MLB came down hard on the Astros last January, suspending Luhnow and Hinch (and later Cora) one year each while fining Houston $5 million and docking the team four draft picks after uncovering its extensive 2017 sign-stealing operation.

The league also investigated the Red Sox for stealing signs during the 2018 season, but Boston received much lighter discipline: the suspension of video replay operator J.T. Watkins and the loss of a 2020 second-round pick.

Tomase: 'Wasn't worth it' for Cora to steal signs with Sox

For Luhnow, MLB's punishment didn't fit the Red Sox' crime. 

"They were caught twice— they were caught in 2017, and then they were caught again in 2018 — and that's recidivism," Luhnow said on Radio.com's "The Edge: Houston Astros" podcast.

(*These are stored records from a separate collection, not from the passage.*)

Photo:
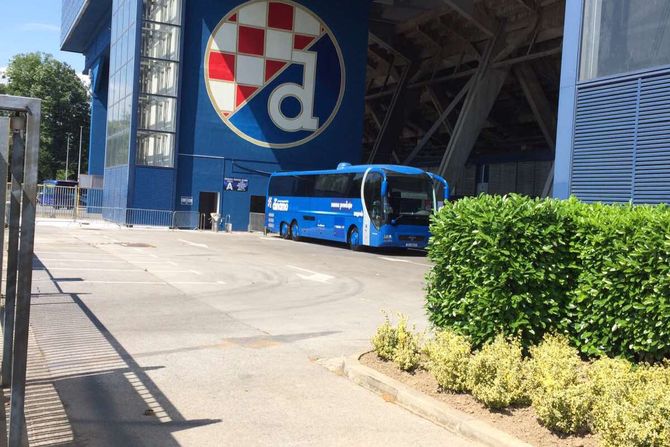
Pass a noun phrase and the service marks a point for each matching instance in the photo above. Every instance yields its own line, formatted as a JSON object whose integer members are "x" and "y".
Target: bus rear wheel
{"x": 354, "y": 239}
{"x": 295, "y": 231}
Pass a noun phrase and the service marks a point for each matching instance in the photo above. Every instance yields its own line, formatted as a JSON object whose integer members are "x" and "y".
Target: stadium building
{"x": 195, "y": 102}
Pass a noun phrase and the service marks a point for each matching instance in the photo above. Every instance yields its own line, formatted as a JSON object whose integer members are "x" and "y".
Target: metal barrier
{"x": 25, "y": 127}
{"x": 186, "y": 220}
{"x": 256, "y": 221}
{"x": 84, "y": 204}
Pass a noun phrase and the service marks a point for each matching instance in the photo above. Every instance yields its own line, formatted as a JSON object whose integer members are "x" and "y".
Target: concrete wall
{"x": 210, "y": 150}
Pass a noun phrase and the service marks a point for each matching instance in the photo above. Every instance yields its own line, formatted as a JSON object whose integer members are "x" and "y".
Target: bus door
{"x": 373, "y": 207}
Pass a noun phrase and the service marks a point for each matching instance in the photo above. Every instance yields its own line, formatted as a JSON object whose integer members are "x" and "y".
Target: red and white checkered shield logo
{"x": 274, "y": 73}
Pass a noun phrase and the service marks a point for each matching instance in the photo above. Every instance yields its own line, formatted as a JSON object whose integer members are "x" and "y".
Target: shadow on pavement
{"x": 110, "y": 400}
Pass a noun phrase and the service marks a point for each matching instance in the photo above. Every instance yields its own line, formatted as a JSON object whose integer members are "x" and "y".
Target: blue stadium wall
{"x": 613, "y": 142}
{"x": 210, "y": 151}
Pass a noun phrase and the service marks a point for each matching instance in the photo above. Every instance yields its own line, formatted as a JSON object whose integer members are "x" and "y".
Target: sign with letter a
{"x": 274, "y": 73}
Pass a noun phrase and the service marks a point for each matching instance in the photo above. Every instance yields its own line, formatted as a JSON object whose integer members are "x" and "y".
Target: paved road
{"x": 163, "y": 338}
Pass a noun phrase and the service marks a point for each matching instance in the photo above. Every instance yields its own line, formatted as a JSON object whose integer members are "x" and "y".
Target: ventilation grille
{"x": 622, "y": 141}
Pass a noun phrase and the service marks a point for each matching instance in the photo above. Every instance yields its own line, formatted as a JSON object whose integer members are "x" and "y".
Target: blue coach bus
{"x": 367, "y": 205}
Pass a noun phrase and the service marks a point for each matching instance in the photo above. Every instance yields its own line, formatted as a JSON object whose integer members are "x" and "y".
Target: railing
{"x": 187, "y": 220}
{"x": 82, "y": 204}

"I don't hear anybody asking how the front office there could not know. The only people that got punished were a video person, and they pretty much let everybody else off the hook, so it doesn't pass the sniff test for me or for a lot of baseball fans as well."

What Luhnow didn't mention was that MLB discovered a much more elaborate sign-stealing scheme in Houston that involved several players, coaches and team personnel. The Red Sox indeed were punished in 2017 for using Apple Watches to steal signs, but MLB determined their 2018 plot was "far more limited" in its scope.

Luhnow clearly believes Boston's cheating ran deeper than Watkins, though, and that the Astros were made out to be MLB's scapegoat.

"The easiest solution for Rob Manfred, for MLB — for any sport commissioner, really — is to try and pin it all on one team," Luhnow said. " ... Then you basically say, 'Look, we found the problem. We eradicated it.' And it's no longer a problem.

"We know it's a systemic problem. ... I think everybody in the industry does. MLB does, too, but they don't really want to talk about it."

While Cora has apologized for his wrongdoing in Houston as he starts a new chapter in Boston, Luhnow is walking a decidedly different path: He recently sued the Astros for breach of contract.